Thousands of items line the desk, floor and walls of the mayor’s office at City Hall, which Sarno proudly calls his second home.
“People are coming to the office and absolutely love it and like to take time and look,” Sarno says while providing a detailed tour.
Sarno says he rereads many of the personal notes and cards on his desk for inspiration during the tougher times of being the city’s chief executive officer. He has been mayor for just a few months shy of 10 years.
He knows that some — including his wife and members of his staff — would like him to clean up the office. But he boasts that he knows how to find everything. Asked if there is similar clutter at his home in Forest Park, Sarno answers with an emphatic “no.”
“My wife would not stand for that,” he says. “You know, I have jurisdiction here. But when you see a lot of photos, they are of common people and good people, no matter what creed, color, background, here in the city of Springfield.”
His favorite memorabilia are the many photographs involving family members — his daughters, Cassandra and Chiara, and his wife, Carla, his father and mother, his late uncles and others.
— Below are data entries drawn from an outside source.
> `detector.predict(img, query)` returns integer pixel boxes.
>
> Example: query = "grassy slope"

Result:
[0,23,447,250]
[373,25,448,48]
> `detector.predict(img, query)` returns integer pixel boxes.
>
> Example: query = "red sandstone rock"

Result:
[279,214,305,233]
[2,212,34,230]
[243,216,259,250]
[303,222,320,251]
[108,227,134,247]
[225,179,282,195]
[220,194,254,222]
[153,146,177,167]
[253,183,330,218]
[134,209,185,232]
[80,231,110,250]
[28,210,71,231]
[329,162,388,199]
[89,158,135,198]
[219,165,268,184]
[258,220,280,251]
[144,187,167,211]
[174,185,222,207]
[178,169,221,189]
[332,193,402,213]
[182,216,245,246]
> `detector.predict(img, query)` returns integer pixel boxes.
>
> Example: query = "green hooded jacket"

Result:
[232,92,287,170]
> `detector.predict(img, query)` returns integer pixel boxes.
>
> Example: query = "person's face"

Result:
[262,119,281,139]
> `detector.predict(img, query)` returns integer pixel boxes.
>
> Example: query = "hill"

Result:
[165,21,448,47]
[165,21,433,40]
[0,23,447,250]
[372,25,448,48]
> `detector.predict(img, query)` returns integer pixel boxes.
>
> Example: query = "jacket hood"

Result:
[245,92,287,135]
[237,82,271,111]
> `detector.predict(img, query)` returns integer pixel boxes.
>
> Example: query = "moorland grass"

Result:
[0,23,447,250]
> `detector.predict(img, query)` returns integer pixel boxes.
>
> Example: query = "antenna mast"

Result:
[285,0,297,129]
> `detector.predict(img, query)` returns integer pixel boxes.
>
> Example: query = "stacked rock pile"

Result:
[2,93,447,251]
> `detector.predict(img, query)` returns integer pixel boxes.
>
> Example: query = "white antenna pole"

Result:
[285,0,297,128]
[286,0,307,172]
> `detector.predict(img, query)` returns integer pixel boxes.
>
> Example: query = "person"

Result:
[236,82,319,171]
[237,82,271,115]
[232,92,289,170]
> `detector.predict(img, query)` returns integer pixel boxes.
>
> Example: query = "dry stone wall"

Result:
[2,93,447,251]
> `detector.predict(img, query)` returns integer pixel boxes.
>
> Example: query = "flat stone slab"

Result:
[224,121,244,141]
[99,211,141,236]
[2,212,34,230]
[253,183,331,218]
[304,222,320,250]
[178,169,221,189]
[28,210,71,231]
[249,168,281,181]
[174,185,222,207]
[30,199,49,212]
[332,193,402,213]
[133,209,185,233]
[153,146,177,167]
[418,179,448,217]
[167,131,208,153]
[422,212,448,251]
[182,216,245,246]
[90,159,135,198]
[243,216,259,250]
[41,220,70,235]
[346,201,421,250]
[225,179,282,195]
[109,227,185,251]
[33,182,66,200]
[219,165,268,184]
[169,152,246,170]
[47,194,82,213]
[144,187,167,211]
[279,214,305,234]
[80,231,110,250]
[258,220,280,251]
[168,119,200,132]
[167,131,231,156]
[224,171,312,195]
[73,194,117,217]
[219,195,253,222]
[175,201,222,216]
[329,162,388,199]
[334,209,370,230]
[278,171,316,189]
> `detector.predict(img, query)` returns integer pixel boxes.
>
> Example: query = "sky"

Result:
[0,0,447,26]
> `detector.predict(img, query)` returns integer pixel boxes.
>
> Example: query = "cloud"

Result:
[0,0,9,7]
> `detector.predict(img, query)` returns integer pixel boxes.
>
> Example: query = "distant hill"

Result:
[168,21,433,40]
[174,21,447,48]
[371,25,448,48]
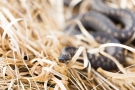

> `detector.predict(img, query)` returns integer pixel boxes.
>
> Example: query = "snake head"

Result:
[59,46,77,63]
[59,53,72,63]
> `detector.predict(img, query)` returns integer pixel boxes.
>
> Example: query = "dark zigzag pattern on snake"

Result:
[59,0,135,70]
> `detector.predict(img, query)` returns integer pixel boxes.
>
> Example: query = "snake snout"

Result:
[59,53,72,63]
[59,46,77,63]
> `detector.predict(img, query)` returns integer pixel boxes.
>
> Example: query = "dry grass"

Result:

There are seemingly countless photographs of people from all walks of life, ranging from local and national sports and political figures to local personalities such as Mildred “Millie” Dunbar, 96, a local retired veteran. He refers to one small area of his office as the “the Millie Dunbar” corner.
“This is my religious corner over here,” he says, indicating an area with mementos such as notes from Bishop Mitchell T. Rozanski of the Roman Catholic Diocese of Springfield, and his predecessors Timothy McDonnell and the late Joseph F. Maguire.